The coalition decided against mobilizing the mobs of left-wing protestors that burnt cities and participated in violence and looting in the summer of 2020 protests as the election results poured in.
So the word went out: stand down. Protect the Results announced that it would “not be activating the entire national mobilization network today, but remains ready to activate if necessary.” On Twitter, outraged progressives wondered what was going on. Why wasn’t anyone trying to stop Trump’s coup? Where were all the protests?
Podhorzer credits the activists for their restraint. “They had spent so much time getting ready to hit the streets on Wednesday.
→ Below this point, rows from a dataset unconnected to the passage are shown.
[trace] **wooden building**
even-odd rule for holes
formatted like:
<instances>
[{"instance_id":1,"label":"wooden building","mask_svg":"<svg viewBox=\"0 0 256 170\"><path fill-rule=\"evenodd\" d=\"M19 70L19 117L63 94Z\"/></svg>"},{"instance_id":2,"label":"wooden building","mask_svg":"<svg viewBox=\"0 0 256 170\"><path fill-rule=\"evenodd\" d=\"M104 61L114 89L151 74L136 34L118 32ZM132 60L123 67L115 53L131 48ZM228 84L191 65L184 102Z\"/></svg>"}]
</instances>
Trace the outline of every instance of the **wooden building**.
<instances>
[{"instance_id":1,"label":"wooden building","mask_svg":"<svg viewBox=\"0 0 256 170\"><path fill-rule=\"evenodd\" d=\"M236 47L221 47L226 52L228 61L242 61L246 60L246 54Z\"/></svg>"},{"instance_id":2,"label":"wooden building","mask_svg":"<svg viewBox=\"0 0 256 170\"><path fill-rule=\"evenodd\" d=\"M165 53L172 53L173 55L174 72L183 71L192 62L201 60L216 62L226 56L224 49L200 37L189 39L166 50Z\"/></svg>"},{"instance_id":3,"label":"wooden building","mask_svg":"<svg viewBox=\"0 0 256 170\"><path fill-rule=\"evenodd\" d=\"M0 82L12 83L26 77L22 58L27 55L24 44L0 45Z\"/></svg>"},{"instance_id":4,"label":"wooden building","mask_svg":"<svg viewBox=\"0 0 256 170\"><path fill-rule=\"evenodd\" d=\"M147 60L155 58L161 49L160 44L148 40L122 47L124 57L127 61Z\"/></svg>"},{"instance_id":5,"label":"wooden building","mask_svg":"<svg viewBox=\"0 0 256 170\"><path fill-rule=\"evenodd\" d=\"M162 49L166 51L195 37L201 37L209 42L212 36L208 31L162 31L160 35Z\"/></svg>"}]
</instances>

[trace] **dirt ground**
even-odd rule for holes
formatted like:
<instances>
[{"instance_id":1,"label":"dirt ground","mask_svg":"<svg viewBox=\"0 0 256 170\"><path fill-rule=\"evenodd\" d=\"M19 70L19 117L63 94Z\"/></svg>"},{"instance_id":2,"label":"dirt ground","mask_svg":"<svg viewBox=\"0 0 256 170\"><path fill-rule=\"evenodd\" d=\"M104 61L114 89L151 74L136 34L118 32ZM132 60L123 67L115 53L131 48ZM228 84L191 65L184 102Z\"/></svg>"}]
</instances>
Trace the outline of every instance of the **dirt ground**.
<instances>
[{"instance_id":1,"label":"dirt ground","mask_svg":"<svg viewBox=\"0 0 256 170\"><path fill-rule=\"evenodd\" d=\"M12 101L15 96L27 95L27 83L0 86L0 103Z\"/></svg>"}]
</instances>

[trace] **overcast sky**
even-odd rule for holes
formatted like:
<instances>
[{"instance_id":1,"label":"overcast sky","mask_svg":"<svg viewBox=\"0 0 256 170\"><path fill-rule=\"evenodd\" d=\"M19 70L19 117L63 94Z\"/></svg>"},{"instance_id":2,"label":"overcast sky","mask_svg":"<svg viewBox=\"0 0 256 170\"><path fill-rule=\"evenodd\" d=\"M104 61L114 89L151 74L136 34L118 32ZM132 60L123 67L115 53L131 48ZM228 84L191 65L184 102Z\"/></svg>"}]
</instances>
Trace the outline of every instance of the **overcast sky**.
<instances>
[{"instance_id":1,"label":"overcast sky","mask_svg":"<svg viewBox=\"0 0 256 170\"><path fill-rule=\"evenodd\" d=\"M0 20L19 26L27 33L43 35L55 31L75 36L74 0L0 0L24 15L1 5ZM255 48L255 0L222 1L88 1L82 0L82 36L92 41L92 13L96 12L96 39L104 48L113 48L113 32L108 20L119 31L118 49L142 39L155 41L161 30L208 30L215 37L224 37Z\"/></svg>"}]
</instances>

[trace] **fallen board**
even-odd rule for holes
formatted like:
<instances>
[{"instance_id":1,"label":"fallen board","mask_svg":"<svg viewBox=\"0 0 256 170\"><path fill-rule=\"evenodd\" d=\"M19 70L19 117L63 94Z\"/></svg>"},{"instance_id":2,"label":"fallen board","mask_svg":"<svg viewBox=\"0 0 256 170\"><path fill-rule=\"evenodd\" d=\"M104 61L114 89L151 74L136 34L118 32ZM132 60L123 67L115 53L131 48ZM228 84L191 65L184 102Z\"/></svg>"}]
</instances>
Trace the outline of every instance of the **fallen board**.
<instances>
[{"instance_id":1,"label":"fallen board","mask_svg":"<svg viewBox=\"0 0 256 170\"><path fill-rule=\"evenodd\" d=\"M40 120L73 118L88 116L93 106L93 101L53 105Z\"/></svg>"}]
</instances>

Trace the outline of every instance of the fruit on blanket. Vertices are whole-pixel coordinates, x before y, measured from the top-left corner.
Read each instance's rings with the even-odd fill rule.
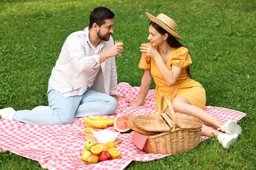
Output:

But they did it,” he says. “Wednesday through Friday, there was not a single Antifa vs. Proud Boys incident like everyone was expecting. And when that didn’t materialize, I don’t think the Trump campaign had a backup plan.”
Podhorzer is incorrect when he said not a single Antifa vs. Proud Boys incident took place amid the 2020 election. On election night, November 3, 2020, in our Nation’s Capitol of Washington DC, a black-bloc dressed activist attacked three right-wing figures with a knife, including then Proud Boy’s Chairman, Enrique Tarrio. I will warn the video is very disturbing because it is the attempted murders of multiple people that left activist Bevelyn Beatty stabbed multiple times in her back collapsing a lung, and another man is slashed across his throat and is left to wander around for assistance while the assailants slip into the night, never to face justice for their crimes. Now, Tarrio faces some of the highest charges of seditious conspiracy levied against January 6 defendants, although he was never at the Capitol on that date.
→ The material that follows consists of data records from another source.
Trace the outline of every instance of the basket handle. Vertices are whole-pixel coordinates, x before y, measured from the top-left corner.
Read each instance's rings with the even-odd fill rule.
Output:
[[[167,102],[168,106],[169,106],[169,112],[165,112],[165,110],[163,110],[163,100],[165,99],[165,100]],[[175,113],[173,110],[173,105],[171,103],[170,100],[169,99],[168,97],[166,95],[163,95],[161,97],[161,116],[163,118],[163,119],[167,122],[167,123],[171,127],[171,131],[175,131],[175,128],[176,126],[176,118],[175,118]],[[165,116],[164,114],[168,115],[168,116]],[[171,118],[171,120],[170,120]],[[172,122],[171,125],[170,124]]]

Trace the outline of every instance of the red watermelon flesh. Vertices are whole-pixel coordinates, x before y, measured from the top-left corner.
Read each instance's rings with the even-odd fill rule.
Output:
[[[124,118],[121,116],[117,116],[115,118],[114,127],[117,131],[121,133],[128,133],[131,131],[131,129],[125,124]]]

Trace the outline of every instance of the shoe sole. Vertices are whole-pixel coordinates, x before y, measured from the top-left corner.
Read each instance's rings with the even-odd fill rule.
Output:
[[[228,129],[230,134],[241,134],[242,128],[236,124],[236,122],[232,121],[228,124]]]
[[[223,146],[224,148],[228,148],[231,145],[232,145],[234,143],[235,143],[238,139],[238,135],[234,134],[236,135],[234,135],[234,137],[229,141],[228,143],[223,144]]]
Members of Proud Boys have been injured in a knife attack in Washington, D.C.
One of the victims is Enrique Tarrio, chairman of the group.
Activist Bevelyn Beatty was also stabbed.
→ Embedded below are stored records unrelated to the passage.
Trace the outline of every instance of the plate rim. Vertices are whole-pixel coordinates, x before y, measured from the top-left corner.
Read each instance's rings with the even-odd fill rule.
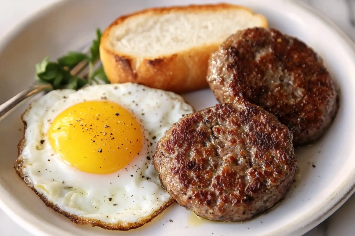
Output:
[[[54,10],[61,4],[66,4],[67,2],[71,0],[56,0],[54,2],[39,7],[19,22],[15,24],[9,30],[0,36],[0,53],[2,48],[11,41],[17,34],[23,30],[28,25],[32,24],[37,19],[40,18],[47,13]],[[352,52],[354,55],[355,55],[355,43],[339,27],[323,14],[303,2],[295,0],[286,0],[285,2],[299,8],[302,11],[304,12],[305,14],[312,15],[316,17],[318,21],[321,22],[328,28],[333,30],[335,33],[338,34],[344,40],[344,42],[349,46],[352,49]],[[344,45],[344,44],[342,45]],[[355,62],[355,60],[354,61]],[[336,201],[332,204],[325,212],[308,223],[300,224],[300,223],[298,222],[298,224],[300,224],[300,225],[299,225],[296,228],[293,229],[290,231],[287,230],[279,229],[279,230],[281,230],[282,231],[281,232],[279,231],[279,233],[288,233],[292,235],[301,235],[316,226],[334,213],[355,192],[355,178],[354,178],[354,177],[355,174],[353,176],[349,176],[347,178],[347,180],[349,181],[349,183],[340,187],[340,190],[342,190],[342,193],[343,194],[339,195],[340,196],[336,198]],[[10,197],[9,194],[0,183],[0,208],[12,220],[30,233],[34,235],[39,236],[53,236],[55,235],[50,232],[51,232],[50,229],[55,229],[58,232],[59,229],[57,227],[53,226],[51,224],[41,224],[43,223],[37,219],[31,219],[31,213],[25,208],[21,206],[15,199],[16,198],[12,199]],[[5,201],[7,201],[7,202],[5,202]],[[21,210],[21,213],[17,213],[18,212],[16,209]],[[46,224],[50,226],[46,227],[45,225]],[[60,231],[61,231],[61,230]],[[67,231],[62,232],[61,233],[62,234],[61,235],[64,236],[77,236],[76,234]]]

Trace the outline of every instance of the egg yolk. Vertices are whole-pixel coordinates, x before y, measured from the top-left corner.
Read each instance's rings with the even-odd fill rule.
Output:
[[[90,101],[61,113],[48,131],[54,151],[82,171],[111,173],[127,166],[142,148],[138,121],[115,103]]]

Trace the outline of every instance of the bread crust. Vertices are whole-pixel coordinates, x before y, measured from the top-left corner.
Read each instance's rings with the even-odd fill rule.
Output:
[[[53,202],[48,201],[43,194],[38,192],[33,186],[32,181],[28,179],[27,177],[26,176],[26,175],[22,171],[22,169],[24,167],[24,160],[22,157],[22,150],[24,146],[25,141],[24,133],[26,132],[27,126],[26,122],[23,120],[23,114],[21,116],[21,119],[23,122],[24,126],[23,135],[22,138],[20,140],[18,143],[18,144],[17,145],[17,154],[18,157],[14,163],[14,168],[17,174],[22,180],[23,180],[27,186],[32,189],[39,197],[39,198],[43,201],[46,206],[52,208],[57,212],[60,213],[66,218],[70,219],[72,222],[79,225],[91,224],[93,226],[98,226],[105,229],[109,229],[111,230],[123,230],[126,231],[132,229],[138,228],[143,226],[146,223],[151,221],[155,217],[159,215],[164,210],[175,202],[175,200],[172,198],[170,197],[170,199],[169,200],[168,202],[166,202],[165,205],[162,206],[158,211],[154,212],[150,215],[135,223],[129,223],[126,224],[105,223],[98,220],[78,217],[77,215],[62,211]]]
[[[218,49],[219,44],[196,47],[157,58],[137,59],[109,48],[107,46],[108,36],[113,27],[140,15],[230,9],[249,11],[262,18],[262,26],[267,27],[267,22],[263,16],[255,14],[251,10],[243,6],[225,4],[151,8],[118,18],[105,30],[101,38],[100,57],[107,77],[113,83],[137,83],[177,93],[207,87],[206,77],[208,59],[211,54]]]

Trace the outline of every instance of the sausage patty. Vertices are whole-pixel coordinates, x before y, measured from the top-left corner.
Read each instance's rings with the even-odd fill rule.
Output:
[[[292,133],[247,102],[218,104],[180,119],[159,141],[153,162],[179,204],[226,221],[274,206],[297,168]]]
[[[295,146],[320,137],[336,113],[337,93],[322,59],[276,29],[230,36],[211,56],[207,79],[220,102],[247,101],[275,115]]]

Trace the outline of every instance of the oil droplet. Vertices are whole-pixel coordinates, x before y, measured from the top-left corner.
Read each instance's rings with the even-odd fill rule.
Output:
[[[298,167],[297,171],[295,174],[295,179],[299,179],[301,178],[301,171],[300,170],[300,167]]]
[[[187,225],[191,226],[199,226],[209,221],[211,221],[200,217],[193,212],[191,212],[187,218]]]

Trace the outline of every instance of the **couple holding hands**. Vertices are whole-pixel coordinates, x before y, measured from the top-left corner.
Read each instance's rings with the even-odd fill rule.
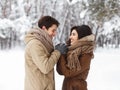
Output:
[[[88,25],[71,28],[66,44],[53,46],[59,22],[43,16],[25,36],[24,90],[55,90],[54,66],[64,75],[61,90],[87,90],[95,36]]]

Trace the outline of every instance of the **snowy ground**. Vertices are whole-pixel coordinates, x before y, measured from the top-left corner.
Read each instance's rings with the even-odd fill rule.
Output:
[[[56,90],[63,76],[55,72]],[[120,49],[95,51],[88,76],[88,90],[120,90]],[[0,51],[0,90],[24,90],[24,50]]]

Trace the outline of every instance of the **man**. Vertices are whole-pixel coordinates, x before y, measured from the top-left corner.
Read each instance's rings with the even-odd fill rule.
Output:
[[[25,89],[55,90],[54,66],[65,45],[54,50],[52,38],[56,35],[59,22],[44,16],[38,21],[38,27],[31,29],[25,36]]]

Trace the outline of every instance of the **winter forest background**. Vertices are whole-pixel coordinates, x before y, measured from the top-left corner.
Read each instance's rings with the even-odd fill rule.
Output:
[[[44,15],[60,22],[55,44],[72,26],[88,24],[96,47],[120,47],[120,0],[0,0],[0,49],[24,47],[24,35]]]
[[[120,0],[0,0],[0,90],[24,90],[24,36],[44,15],[60,22],[54,44],[88,24],[96,36],[88,90],[120,90]],[[61,90],[63,76],[55,79]]]

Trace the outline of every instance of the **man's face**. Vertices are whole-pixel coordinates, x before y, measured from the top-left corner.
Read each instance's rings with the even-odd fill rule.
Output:
[[[45,31],[50,35],[51,38],[53,38],[56,35],[57,25],[53,24],[51,27],[49,27]]]

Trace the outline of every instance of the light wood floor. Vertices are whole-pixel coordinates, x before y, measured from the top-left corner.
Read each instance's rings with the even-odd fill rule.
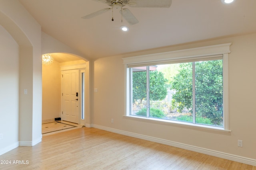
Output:
[[[93,128],[44,136],[0,156],[19,170],[256,170],[256,167]],[[14,164],[20,160],[24,164]],[[23,161],[23,162],[22,162]]]

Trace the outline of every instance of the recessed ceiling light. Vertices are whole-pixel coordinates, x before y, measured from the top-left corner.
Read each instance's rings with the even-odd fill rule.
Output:
[[[221,0],[221,2],[223,4],[230,4],[233,2],[234,0]]]
[[[124,31],[127,31],[129,30],[129,28],[126,26],[121,26],[121,29]]]

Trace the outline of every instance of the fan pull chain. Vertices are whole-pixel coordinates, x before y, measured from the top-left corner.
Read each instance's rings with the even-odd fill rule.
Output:
[[[113,7],[112,7],[112,21],[114,21],[114,19],[113,18]]]

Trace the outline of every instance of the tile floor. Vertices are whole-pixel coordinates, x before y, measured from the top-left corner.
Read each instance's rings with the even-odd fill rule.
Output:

— Esther Willemsen (@2tongig) November 4, 2020
While we sit by and watch the pro-union virtue signaling this Labor Day from Democrats in office, on the heels of being told that it’s the right-wing “MAGA Republicans” who present a threat to democracy, we should remember the orchestrators of the left-wing mob rule that intimidated and destroyed communities planned to do the same if Joe Biden was not elected in 2020 and are still working in tandem. Regardless of the denials that unsolicited violence did not happen election night as their activists were waiting for a text signal, it in fact did happen in what should be considered attempted murder (I can’t think of any other reason to slash someone’s throat if not an attempt to end their life) that was captured on video. The left-wing threats to American democracy and community safety exist today, and they aren’t done working with and within organized labor. As the Democrats aim to overhaul organizing rights with bills like AB 5 and the PRO Act, while using regulatory powers to re-write the rules at the Department of Labor we should instead be looking for another rebuke of Marxism within the ranks of Big Labor and eye a Taft-Hartley 2.0 in the near future.